Os dados da edição de 2008 do ranking das transnacionais brasileiras editado pela Fundação Dom Cabral mostrou que o ano de 2007 marcou o início de um aprofundamento da expansão internacional subvencionada pelo Estado dos grandes monopólios baseados no Brasil, confirmando mais um reforço de uma tendência cujo grande salto foi dado em 2001, ainda sob a gerência de Fernando Henrique Cardoso. O novo salto de 2007, com aumento exponencial do "fluxo de investimentos" nos países vizinhos, refletiu a sanha de aquisições de empresas estrangeiras pelas transnacionais financiadas por Luiz Inácio, com um aumento de 66 operações deste tipo. Companhias como Gerdau, Friboi, Votorantim e as próprias Vale e Petrobras desataram sua sangria monopolista em países como México, Colômbia e Argentina. Os ativos externos das 20 maiores transnacionais brasileiras cresceram 30% em 2007 em relação ao ano anterior, sobretudo nos setores de mineração, aço, petróleo, gás e de construção civil. Entre as dez maiores, há três construturas: Camargo Corrêa, Odebrecht e Andrade Gutierrez e, além delas, a Votorantim Cimentos.

Mafiosos, como todo monopólio

São inúmeros os casos de transnacionais brasileiras fazendo a festa a custa do suor e do patrimônio dos povos latino-americanos. A atuação da ‘estatal’ Petrobras na Bolívia, a da construtora Queiroz Galvão no Peru, a infame presença da Coteminas (do vice-presidente José Alencar) no Haiti, e a expansão do império da Vale no Chile e na Guatemala são alguns deles.

Um exemplo recente do respaldo incondicional que o Estado brasileiro dá a estas transnacionais em suas ofensivas levadas a cabo no exterior foi o grotesco episódio envolvendo o Itamaraty, a empreiteira Odebrecht e a gerência de Rafael Corrêa no Equador. A empreiteira ganhou a concorrência para a construção de uma hidrelétrica no país vizinho, a de San Francisco, e depois realizou uma obra de araque, cheia de falhas grotescas e irresponsáveis, e tudo com dinheiro tomado emprestado pelo governo equatoriano junto ao BNDES e repassado à empreiteira mafiosa. Após investigações e uma auditoria na obra, evidenciaram-se as falcatruas e os desrespeitos da Odebrecht ao que havia sido contratado, e quando Rafael Corrêa (com a boa dose de demagogia que lhe é peculiar) expulsou a empresa do país e disse que não pagaria a dívida com o BNDES, a gerência de Luiz Inácio chamou o embaixador brasileiro em Quito de volta e deixou bem claro que a empreiteira mafiosa tinha todo o seu apoio.

O caso da usina hidrelétrica de Itaipu, construída na fronteira entre o Brasil e o Paraguai, é típico deste domínio sobre territórios estrangeiros regionais que o Estado oligarca brasileiro quer perpetuar e acirrar.

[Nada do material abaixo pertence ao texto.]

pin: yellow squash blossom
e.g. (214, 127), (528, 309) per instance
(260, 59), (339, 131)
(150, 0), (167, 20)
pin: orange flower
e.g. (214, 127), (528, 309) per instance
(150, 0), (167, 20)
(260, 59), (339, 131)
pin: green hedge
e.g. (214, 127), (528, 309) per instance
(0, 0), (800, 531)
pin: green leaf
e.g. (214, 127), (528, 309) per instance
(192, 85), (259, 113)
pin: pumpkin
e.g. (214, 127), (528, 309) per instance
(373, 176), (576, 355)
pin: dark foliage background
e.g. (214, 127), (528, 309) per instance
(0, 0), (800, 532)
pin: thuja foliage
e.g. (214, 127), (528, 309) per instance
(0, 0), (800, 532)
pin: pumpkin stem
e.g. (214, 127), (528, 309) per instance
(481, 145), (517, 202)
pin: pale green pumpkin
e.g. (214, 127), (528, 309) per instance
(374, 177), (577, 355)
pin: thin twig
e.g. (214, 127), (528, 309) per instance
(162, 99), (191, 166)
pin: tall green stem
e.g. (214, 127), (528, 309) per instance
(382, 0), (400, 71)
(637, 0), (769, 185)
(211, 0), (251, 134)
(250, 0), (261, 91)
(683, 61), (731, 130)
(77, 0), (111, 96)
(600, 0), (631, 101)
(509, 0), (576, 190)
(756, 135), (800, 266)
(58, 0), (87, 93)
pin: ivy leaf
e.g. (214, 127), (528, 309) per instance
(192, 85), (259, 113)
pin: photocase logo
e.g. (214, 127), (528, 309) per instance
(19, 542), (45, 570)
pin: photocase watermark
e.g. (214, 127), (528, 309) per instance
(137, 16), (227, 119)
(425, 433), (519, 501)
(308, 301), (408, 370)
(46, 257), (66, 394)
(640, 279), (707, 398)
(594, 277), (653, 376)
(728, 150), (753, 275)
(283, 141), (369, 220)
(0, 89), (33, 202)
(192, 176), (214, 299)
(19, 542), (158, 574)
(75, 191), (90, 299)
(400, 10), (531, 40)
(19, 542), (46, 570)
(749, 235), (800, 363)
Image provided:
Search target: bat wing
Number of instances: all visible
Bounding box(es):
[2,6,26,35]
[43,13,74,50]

Acertado ainda sob as gerências militares nos dois lados da fronteira e sob a influência do general Golbery do Couto e Silva, o Tratado de Itaipu foi assinado em condições desfavoráveis para o Paraguai, o que viria a ser mascarado pelo nome-slogan que o projeto recebeu: "Itaipu Binacional".

As obras daquela que até hoje é a maior hidrelétrica do mundo foram entregues de bandeja à empreiteira brasileira Mendes Júnior, e hoje o excedente da cota de produção da usina que cabe ao Paraguai é vendida a preço de banana, irrisório, para a Eletrobrás. Como os paraguaios usam apenas 5% do gigantesco naco energético a que têm direito, os militares brasileiros e o tirano vendepátria Augusto Stroessner sabiam muito bem que um tratado nestes termos significaria simplesmente a usurpação das riquezas do Paraguai pelo subimperialismo verde e amarelo.

A atual gerência paraguaia chegou a pedir a revisão deste infame contrato, Luiz Inácio bateu o pé, e depois o bispo Fernando Lugo acabou aceitando mais um acordo proposto pela gerência brasileira, que prevê autorização para o Paraguai vender energia no mercado brasileiro e o pagamento de três vezes mais pela energia que vai para a Eletrobrás. Entre Stroessner e Lugo, salvaram-se todos os vendidos, mas o patrimônio do povo vizinho continuará sendo objeto da rapina do capital entocado no Brasil, ainda que sob condições aparentemente mais suaves.